Your goals may be for his or her spiritual training; if he or she can reach those goals on their own, it may be better to have them go to a different church that meets his or her interests, while keeping connected to the church.

Let’s keep young people involved in something.  I may lose the opportunity to sit in church with them, but I may gain something far greater in having them part of something that will help them throughout their life.  The bigger issue is their spiritual health.

Responding When Your Child Chooses Something Else

I would encourage you to pre-meditate your response when your teen tells you that he doesn’t want to go to church.  Are you going to allow your child to make choices in his life?  Even if you know they won’t make the choice that you want?  Just because you like the idea of your family doing things together, doesn’t mean it’s wrong for your teen to desire something different.  This is a season of independence you need to embrace in order to hold onto the bigger picture – faith in God.

As a parent, you want to help your child make good choices.  If they make choices that you don’t agree with, you may need to reign in the choice they are allowed to make.  Allow them the opportunity to make a choice, but provide for their training as well.  This way, instead of choosing not to go to church at the age of 13 or 14, you give your child the option to go to one of two or three churches.  They keep the ability to make a choice and have control over their lives, and you still help guide them toward faith.

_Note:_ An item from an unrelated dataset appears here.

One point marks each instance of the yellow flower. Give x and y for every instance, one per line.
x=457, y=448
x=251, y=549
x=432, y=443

At some point, your teen may reject any choice you give them.  But teens send out signals in advance of coming to this point, so you need to pick up on these clues.  If they’re falling asleep, writing notes during church services, or are more interested in eating after church than being part of church, you may need to address their actions.  If you see these things coming up, pull your teen aside and talk to him about it.  The issue could be something other than the church itself.  By talking to your child, you can help determine the motivation behind the behavior.

Make sure that your plan gives some opportunity and flexibility that reaches your goals for them.  As they get older, if your child chooses not to go to any church at all, keep your relationship with them.  Don’t shame them in the process or make sarcastic remarks.  These things will show your child that you are disappointed in them and not just disappointed in their choices; instead, let God work it out and bring them back in His time.

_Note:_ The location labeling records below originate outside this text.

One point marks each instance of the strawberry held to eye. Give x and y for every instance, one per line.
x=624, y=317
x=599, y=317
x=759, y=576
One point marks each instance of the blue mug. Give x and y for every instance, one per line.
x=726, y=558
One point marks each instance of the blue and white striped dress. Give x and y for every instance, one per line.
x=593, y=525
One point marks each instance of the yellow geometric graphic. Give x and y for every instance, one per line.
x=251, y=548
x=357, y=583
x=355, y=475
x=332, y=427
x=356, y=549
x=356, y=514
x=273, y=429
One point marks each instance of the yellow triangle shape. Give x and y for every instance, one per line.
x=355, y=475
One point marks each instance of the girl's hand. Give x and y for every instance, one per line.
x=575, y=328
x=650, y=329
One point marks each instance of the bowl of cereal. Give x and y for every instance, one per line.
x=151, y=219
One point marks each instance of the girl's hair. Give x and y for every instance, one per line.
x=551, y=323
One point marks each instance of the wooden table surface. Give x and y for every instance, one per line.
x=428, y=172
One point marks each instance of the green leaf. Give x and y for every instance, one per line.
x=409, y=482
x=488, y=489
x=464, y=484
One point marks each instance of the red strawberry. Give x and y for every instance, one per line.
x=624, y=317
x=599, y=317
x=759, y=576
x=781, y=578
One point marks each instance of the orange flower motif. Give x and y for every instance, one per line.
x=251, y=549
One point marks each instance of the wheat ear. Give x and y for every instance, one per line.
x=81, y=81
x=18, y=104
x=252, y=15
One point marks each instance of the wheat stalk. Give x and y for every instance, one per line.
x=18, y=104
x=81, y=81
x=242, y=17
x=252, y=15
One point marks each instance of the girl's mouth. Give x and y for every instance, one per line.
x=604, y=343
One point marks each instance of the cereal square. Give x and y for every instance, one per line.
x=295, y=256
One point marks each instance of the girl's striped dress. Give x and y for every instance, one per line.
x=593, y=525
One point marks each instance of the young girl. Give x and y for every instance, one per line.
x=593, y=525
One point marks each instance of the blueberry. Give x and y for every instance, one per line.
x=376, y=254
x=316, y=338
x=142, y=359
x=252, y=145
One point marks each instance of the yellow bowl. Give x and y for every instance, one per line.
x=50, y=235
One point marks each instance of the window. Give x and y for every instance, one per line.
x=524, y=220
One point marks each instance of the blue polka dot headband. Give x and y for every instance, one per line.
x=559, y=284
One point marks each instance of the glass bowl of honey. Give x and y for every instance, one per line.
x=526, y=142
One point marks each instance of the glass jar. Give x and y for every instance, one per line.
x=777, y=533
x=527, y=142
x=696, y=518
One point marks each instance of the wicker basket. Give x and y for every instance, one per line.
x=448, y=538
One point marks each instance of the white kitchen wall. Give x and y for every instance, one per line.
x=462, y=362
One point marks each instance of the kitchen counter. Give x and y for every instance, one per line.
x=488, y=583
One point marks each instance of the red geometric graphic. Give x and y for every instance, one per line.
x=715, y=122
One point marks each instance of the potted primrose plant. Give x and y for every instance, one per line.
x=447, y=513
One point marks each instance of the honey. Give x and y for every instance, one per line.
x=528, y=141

The prodigal child of godly, praying parents has an advantage that others do not, they know the way back home. So if you find yourself in this position let me encourage you to keep your heart and your door open, not just for their sake but for yours. Remember the Father in the story Jesus told about the prodigal son. Once he saw his son returning he ran to meet him and I personally think he met him more than half way. He positioned himself to see out of his open door for his son’s promised return.

“Don’t confuse your due date with God’s appointed time. Don’t put an expiration date on God’s promises; they don’t expire”



  1. Joe Bigliogo says :

    What if they leave the church because they just don’t believe? What if they believe something different? What if they believe in a different deity?, or no deity at all? What if they believe in a naturalistic, fully automatic universe that doesn’t require celestial brain? Are you okay with any of this? If not, why not? On what grounds do you assert you particular belief as true and correct? What about others who insist you are wrong and they are correct? Do you have a right to freedom of religion? Do you think others (including tens) have the same rights of belief even when they are not the same as yours?